As the name suggests, CSP works by concentrating the sun’s rays at a particular point, causing it to heat up. The concept is similar to burning an ant with a magnifying glass but instead of using a lens to focus the light, CSP plants use thousands of giant mirrors – called “heliostats” – to reflect the light onto a receiver. Here, the thermal energy is used to heat a fluid, which can in turn be passed through a heat exchanger where water is boiled to become steam. The steam then drives a turbine which creates electricity by spinning a generator – just like in a traditional fossil fuel power plant.
“Even a few cloudy days would not be enough to stifle the energy supply”
The idea for CSP is nothing new: in fact, the first plant was built way back in the 1960s by a research team based in Italy, with designs becoming more advanced over the years. Now, systems can concentrate the sun’s energy with such efficiency that temperatures over 1000 °C can be reached – hot enough to melt salt, or even rock, and use this as the heat transfer fluid.
This is the key to why CSP has so much potential, because thermal energy (in the form of molten salt or rock) is much easier to store than electrical energy, which requires very inefficient and expensive batteries. With proper containment and insulation, the hot liquid can be stored for up to 10 hours, and as a result the plant can continue to generate electricity throughout the night. The hope is that within just a few years this storage period could be extended up to a week, meaning even a few cloudy days would not be enough to stifle the energy supply. The storage capacity also gives grid providers the ability to ramp up electricity production during periods of higher demand.

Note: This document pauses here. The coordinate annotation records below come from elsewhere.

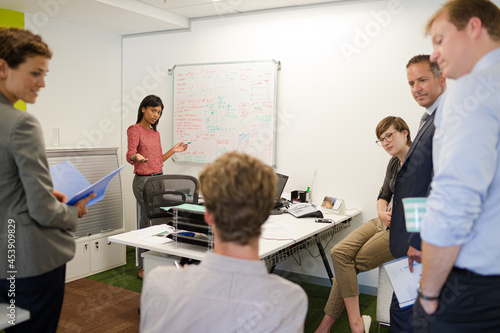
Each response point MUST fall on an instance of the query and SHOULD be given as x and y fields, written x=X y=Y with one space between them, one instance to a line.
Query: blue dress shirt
x=463 y=207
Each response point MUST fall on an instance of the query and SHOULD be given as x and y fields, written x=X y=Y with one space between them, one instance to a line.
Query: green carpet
x=126 y=277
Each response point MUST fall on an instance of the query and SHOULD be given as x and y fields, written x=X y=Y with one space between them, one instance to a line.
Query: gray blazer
x=34 y=226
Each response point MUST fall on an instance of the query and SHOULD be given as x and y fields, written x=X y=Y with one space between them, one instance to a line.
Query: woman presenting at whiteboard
x=145 y=152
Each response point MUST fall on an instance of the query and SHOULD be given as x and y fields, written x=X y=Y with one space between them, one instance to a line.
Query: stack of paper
x=403 y=281
x=68 y=180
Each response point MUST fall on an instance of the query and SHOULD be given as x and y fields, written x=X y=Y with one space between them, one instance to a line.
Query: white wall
x=83 y=86
x=343 y=70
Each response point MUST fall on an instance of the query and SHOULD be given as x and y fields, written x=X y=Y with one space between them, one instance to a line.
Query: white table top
x=279 y=232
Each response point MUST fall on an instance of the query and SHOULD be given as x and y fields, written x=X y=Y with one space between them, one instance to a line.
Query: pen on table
x=324 y=220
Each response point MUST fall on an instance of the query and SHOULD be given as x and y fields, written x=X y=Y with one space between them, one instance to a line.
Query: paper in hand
x=68 y=180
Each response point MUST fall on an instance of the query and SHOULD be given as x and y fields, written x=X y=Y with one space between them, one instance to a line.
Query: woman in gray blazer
x=35 y=242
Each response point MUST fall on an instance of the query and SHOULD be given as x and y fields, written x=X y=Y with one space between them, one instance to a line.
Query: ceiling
x=126 y=17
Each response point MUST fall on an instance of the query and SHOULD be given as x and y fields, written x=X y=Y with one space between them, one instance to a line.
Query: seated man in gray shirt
x=231 y=289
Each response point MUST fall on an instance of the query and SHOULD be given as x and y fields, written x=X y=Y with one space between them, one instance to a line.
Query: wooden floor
x=92 y=306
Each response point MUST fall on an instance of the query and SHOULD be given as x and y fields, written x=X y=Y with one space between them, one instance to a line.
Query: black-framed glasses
x=388 y=137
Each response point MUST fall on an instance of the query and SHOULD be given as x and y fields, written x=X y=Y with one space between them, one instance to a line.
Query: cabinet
x=95 y=254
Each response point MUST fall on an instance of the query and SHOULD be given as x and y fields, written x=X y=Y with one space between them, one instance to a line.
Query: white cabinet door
x=106 y=255
x=80 y=264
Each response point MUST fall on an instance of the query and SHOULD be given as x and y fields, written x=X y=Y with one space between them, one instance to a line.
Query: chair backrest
x=168 y=190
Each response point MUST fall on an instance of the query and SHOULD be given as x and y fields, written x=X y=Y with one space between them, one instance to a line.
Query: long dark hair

Power supplies which can do this are known as “dispatchable” and are crucial for maintaining the flexible energy systems we have come to expect as consumers.
“If CSP is such a revolutionary technology, then why aren’t governments investing in it?”

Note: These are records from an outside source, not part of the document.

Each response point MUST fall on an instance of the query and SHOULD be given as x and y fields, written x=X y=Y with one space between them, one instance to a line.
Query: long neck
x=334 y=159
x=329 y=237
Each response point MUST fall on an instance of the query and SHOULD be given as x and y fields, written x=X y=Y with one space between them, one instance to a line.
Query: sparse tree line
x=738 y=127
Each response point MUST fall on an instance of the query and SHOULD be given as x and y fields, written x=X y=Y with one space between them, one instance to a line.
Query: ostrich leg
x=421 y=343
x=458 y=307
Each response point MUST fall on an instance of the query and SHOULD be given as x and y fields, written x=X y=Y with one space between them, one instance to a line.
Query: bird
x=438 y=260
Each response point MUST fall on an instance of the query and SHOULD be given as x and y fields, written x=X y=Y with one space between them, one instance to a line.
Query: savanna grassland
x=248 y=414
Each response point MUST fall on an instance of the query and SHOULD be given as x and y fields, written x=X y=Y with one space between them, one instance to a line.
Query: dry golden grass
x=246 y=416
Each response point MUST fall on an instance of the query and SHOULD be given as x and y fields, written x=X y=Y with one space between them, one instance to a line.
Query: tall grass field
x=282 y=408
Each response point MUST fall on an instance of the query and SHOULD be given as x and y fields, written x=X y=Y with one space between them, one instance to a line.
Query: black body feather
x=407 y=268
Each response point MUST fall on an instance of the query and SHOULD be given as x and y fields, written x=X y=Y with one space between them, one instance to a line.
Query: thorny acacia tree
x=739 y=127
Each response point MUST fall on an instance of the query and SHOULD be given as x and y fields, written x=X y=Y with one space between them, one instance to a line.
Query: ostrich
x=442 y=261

Despite their storage capabilities, CSP plants do still require direct irradiation and therefore an average daily minimum of sunshine to produce electricity. This places a limit on where a feasible location for such a plant might be and means we shouldn’t be expecting to see CSP power stations cropping up in mostly rainy and cloudy areas with short daylight hours. Still, there are plenty of locations that are perfectly suitable for the deployment of CSP. As of September 2021, Spain is leading the way with a capacity of 2.3 GW, closely followed by the USA which has a total capacity of 1.7 GW. Other major players in the global market include China, South Africa, Morocco and the United Arab Emirates, and it is in these countries where most growth is expected before 2030, according to the International Energy Agency (IEA).
While the prospect of increased CSP capacity in these countries is a good thing, any planned developments fall far short of what is required to make a significant dent in the energy sector. In fact, the growth in capacity from CSP predicted by the IEA represents just 3% of what is required to reach a “Net Zero by 2050” scenario. So, what’s going wrong? If CSP is such a revolutionary technology, then why aren’t governments and energy companies investing in it?

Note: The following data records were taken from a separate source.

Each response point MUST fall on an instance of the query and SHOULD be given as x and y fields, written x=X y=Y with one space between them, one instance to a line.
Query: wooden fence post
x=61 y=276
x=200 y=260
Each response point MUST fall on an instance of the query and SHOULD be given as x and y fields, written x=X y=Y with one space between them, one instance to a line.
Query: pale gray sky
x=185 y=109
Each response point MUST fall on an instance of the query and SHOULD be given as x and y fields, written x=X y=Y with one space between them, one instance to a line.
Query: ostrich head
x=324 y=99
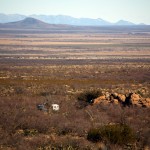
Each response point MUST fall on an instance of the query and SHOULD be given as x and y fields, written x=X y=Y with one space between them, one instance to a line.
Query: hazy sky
x=136 y=11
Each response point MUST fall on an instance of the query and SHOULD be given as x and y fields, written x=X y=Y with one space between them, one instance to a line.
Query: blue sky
x=136 y=11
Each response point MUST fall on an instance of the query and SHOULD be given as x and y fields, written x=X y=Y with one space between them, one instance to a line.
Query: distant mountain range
x=27 y=23
x=62 y=19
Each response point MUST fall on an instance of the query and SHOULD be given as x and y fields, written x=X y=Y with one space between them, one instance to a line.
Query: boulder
x=135 y=98
x=146 y=102
x=121 y=98
x=99 y=99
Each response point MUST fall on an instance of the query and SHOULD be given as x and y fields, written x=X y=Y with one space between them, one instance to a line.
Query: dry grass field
x=61 y=67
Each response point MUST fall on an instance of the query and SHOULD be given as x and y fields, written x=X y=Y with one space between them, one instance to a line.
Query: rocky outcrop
x=131 y=99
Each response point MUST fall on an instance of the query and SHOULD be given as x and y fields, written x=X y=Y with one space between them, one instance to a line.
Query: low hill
x=29 y=23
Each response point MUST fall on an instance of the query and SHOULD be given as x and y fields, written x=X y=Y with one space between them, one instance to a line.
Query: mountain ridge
x=64 y=19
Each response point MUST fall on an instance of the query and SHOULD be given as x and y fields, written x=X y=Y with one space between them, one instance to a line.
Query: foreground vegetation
x=72 y=70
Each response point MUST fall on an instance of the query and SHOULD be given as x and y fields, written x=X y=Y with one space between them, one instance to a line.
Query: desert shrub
x=115 y=134
x=30 y=132
x=94 y=135
x=87 y=97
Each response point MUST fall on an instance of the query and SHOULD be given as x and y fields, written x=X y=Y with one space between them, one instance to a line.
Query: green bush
x=115 y=134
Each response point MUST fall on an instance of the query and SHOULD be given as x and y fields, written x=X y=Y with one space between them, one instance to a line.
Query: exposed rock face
x=99 y=99
x=146 y=102
x=132 y=99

The answer, of course, lies primarily with the cost. Due to the large scale and complexity of these projects, upfront capital costs run far above the cost of installing PV solar panels and so investors tend to steer clear of CSP altogether. But this comparison between CSP and PV is outdated and fundamentally flawed. Policymakers shouldn’t be pitting the two technologies against each other just because they both have the word “solar” in the name; CSP is a thermal energy source and as such is more comparable to gas or coal. And while it’s true that both gas and coal power remain cheaper than CSP, these potent carbon emitters certainly have no place in a Net Zero future – whereas CSP does.
As more CSP plants begin to crop up, and the industry develops, costs will inevitably fall. But even then, the global community must first begin to see that, as with all renewables, it’s not an either/or scenario with solar power, and that these technologies work best when deployed together. If this is achieved, then CSP could certainly be a major dispatchable energy source in the years to come. With COP27 now only five months away, it’s time to put CSP at the top of the agenda if we want to see this happen.